10.4.7 Antécédents professionnels
Depuis nombre d'années, on reconnaît que le délai raisonnable doit être comparativement plus long lorsqu'il s'agit d'assurés qui ont acquis de bons antécédents professionnels dans les limites mêmes de leurs exigences ou de leurs empêchements1. Par bons antécédents professionnels, on veut dire que l'assuré a accumulé beaucoup plus d'heures d'emploi assurable que celles qui ont servi à calculer la durée de la période de prestations.
Il en va autrement de ceux dont la disponibilité ou la capacité se trouve diminuée par rapport à l'époque où ils cotisaient au régime d'assurance-chômage. Par exemple, en tenant compte des conditions de travail dont l'assuré jouissait chez son dernier employeur, il se peut qu'une personne soit tenue pour disponible même si sa disponibilité fait l'objet de sérieuses restrictions tandis qu'une autre formulant les mêmes exigences ne le serait pas2.
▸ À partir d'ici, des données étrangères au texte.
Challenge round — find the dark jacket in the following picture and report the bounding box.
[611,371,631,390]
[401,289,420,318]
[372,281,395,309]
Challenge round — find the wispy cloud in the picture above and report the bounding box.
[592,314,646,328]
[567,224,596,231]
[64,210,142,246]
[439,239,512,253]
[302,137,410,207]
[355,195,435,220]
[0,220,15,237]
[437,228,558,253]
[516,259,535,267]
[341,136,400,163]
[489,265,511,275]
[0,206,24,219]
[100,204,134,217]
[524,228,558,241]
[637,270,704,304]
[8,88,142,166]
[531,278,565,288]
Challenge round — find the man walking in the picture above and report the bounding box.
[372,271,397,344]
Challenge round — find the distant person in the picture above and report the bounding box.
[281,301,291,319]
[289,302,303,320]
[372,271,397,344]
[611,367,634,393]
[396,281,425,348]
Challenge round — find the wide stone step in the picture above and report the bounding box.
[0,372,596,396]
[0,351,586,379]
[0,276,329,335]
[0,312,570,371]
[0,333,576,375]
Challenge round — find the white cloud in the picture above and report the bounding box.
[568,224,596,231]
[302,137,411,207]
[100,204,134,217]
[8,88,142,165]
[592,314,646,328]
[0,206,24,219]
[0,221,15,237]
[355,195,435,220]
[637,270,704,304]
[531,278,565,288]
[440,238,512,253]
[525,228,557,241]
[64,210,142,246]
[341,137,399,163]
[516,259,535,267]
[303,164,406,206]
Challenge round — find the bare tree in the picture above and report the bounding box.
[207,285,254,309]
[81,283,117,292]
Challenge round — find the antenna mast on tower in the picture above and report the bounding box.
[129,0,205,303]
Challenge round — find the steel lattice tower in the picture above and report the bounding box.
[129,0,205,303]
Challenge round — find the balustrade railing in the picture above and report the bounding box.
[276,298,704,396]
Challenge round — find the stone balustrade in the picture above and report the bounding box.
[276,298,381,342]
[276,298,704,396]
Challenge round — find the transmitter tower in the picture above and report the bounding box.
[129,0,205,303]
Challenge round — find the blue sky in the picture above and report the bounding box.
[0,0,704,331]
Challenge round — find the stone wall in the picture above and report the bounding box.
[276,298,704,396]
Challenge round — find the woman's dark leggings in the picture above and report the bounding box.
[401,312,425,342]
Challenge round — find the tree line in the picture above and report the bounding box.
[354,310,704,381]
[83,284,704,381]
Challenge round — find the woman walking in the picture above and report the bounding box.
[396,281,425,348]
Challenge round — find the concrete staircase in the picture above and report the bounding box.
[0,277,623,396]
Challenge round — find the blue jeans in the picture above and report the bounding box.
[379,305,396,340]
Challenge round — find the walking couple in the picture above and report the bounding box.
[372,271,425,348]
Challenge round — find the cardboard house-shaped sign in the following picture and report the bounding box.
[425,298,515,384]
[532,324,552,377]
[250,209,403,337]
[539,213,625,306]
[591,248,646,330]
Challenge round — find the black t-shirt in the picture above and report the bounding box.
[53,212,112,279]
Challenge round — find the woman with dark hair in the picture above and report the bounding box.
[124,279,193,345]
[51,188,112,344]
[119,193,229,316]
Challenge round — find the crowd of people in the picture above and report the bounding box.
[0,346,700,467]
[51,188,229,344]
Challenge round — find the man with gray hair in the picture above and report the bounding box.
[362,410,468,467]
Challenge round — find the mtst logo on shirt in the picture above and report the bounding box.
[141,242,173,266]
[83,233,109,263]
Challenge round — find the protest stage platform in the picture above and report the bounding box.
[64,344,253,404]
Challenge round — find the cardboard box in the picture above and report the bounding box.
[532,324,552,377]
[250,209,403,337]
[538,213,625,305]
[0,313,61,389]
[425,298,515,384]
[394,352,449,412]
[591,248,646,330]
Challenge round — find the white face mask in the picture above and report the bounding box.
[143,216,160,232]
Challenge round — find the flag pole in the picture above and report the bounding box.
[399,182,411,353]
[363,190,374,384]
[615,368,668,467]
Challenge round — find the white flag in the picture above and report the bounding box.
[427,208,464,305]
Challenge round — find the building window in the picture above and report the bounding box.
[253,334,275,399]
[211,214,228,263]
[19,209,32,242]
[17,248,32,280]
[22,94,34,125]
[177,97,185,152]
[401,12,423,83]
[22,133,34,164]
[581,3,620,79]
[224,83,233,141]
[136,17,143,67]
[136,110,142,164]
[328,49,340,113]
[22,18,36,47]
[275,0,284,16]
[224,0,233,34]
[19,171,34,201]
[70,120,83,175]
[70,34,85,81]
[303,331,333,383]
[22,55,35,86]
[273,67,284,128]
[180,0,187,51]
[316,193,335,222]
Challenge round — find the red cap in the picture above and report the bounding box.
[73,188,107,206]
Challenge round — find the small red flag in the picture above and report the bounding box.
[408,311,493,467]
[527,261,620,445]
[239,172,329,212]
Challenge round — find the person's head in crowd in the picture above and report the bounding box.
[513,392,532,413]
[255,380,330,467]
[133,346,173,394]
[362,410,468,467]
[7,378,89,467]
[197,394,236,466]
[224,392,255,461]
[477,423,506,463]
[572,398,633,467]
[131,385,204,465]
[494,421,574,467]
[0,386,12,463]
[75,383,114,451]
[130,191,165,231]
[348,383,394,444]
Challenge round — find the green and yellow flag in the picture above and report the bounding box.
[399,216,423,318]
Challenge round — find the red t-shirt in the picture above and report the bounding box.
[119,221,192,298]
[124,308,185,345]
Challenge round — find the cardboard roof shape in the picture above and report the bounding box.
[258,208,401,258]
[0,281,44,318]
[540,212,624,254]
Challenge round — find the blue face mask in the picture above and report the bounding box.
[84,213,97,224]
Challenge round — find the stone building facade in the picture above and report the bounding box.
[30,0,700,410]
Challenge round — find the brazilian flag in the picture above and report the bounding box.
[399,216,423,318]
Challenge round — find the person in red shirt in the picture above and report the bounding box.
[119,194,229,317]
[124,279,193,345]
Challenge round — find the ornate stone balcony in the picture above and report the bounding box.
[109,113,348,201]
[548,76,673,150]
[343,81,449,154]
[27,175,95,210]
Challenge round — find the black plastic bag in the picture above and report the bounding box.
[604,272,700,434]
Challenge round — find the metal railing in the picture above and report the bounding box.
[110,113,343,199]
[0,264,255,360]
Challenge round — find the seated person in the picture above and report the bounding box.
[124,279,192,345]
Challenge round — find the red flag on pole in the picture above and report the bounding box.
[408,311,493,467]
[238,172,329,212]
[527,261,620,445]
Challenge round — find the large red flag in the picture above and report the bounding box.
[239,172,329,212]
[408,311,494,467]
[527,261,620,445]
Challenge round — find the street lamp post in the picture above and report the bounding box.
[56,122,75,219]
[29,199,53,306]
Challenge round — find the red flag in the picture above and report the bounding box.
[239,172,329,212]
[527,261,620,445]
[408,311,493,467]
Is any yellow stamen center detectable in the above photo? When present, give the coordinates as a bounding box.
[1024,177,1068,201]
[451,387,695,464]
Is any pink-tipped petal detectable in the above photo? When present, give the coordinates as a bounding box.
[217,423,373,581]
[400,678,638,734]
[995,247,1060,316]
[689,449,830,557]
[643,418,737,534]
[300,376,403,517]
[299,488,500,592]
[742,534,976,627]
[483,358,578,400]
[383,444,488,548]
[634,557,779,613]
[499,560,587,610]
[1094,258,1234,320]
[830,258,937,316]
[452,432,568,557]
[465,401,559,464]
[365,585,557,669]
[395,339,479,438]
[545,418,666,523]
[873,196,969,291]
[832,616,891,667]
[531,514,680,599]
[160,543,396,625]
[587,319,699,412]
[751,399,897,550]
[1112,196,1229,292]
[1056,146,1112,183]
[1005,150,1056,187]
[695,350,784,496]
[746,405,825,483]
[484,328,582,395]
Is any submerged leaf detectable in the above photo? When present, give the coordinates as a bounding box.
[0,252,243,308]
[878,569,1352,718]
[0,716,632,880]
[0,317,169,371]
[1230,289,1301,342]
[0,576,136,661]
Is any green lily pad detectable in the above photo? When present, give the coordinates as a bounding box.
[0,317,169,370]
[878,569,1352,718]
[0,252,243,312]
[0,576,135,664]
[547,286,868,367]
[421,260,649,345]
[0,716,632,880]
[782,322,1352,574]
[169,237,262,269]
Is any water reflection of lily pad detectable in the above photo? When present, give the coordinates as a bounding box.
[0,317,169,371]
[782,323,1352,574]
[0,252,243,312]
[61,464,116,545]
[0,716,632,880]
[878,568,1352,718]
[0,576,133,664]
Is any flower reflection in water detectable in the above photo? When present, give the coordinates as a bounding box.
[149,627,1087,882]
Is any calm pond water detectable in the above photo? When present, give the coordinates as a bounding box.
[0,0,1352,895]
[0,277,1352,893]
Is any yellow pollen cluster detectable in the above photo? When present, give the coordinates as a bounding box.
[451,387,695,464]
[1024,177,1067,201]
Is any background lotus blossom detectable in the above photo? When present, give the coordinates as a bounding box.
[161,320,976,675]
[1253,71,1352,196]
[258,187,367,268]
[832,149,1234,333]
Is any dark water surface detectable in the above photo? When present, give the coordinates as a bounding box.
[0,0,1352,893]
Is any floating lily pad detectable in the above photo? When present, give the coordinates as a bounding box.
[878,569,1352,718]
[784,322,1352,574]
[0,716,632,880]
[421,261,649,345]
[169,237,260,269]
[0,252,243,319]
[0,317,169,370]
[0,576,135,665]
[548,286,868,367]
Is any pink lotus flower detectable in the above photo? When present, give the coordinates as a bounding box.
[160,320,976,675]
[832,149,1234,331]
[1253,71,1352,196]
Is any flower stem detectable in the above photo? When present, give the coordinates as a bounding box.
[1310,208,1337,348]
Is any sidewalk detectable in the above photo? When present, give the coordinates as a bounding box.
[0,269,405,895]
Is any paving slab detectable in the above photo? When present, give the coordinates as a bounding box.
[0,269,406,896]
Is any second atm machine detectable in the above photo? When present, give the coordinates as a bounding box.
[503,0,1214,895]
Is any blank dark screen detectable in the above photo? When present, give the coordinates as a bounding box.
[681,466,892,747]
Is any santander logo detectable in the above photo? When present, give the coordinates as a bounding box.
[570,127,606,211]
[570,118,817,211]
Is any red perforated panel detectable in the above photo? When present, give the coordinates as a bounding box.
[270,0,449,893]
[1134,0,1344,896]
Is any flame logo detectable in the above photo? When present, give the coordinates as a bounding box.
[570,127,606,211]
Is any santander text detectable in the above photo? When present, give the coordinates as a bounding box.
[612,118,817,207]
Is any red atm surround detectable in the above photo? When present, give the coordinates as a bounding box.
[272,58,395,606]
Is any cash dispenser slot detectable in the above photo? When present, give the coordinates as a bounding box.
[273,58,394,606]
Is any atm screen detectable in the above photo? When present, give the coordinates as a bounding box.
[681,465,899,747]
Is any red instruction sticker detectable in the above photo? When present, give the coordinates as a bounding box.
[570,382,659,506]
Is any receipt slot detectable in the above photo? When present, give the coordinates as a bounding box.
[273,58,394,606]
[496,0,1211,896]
De même, on doit faire une distinction entre l'assuré qui quitte son emploi dans une grande ville afin d'aller s'établir dans une région dépourvue d'occasions d'emploi et l'assuré qui a réussi à établir une période de prestations à même les cotisations versées pendant qu'il occupait un emploi dans cette région3.
- Index de jurisprudence/disponibilité/restrictions/délai raisonnable/;
- voir 10.7.1, « Antécédents à temps partiel »;
- voir 10.9.3, « Régions lointaines »; voir 10.9.4, « Départ d'un centre urbain ».
10.4.8 Facteurs dont on doit tenir compte
Après avoir différencié les empêchements des exigences et s'être arrêté aux antécédents professionnels, voici d'autres facteurs qui ont pour effet de rallonger le délai raisonnable :
- des efforts intensifs et exceptionnels de la part du prestataire afin de trouver du travail;
- la fin du délai raisonnable coïncide avec l'ouverture de la saison et la reprise des activités saisonnières;
- l'assuré se rend disponible au delà de sa région de travail, voire au niveau de la province;
- l'assuré retire graduellement ses exigences à mesure qu'il se rend compte des difficultés à trouver du travail.
Voici les facteurs qui ont pour effet de raccourcir le délai raisonnable :
- le peu d'efforts personnels en quête d'emploi;
- le départ de sa région de travail, en particulier l'assuré qui quitte un centre industriel et va s'établir en campagne;
- l'assuré dont la région de travail est au loin de son foyer qui se trouve dans une région dépourvue d'occasions d'emploi, à moins qu'il reste disponible dans sa région de travail;
- l'assuré quitte l'un des rares employeurs de la place ou se fait congédier.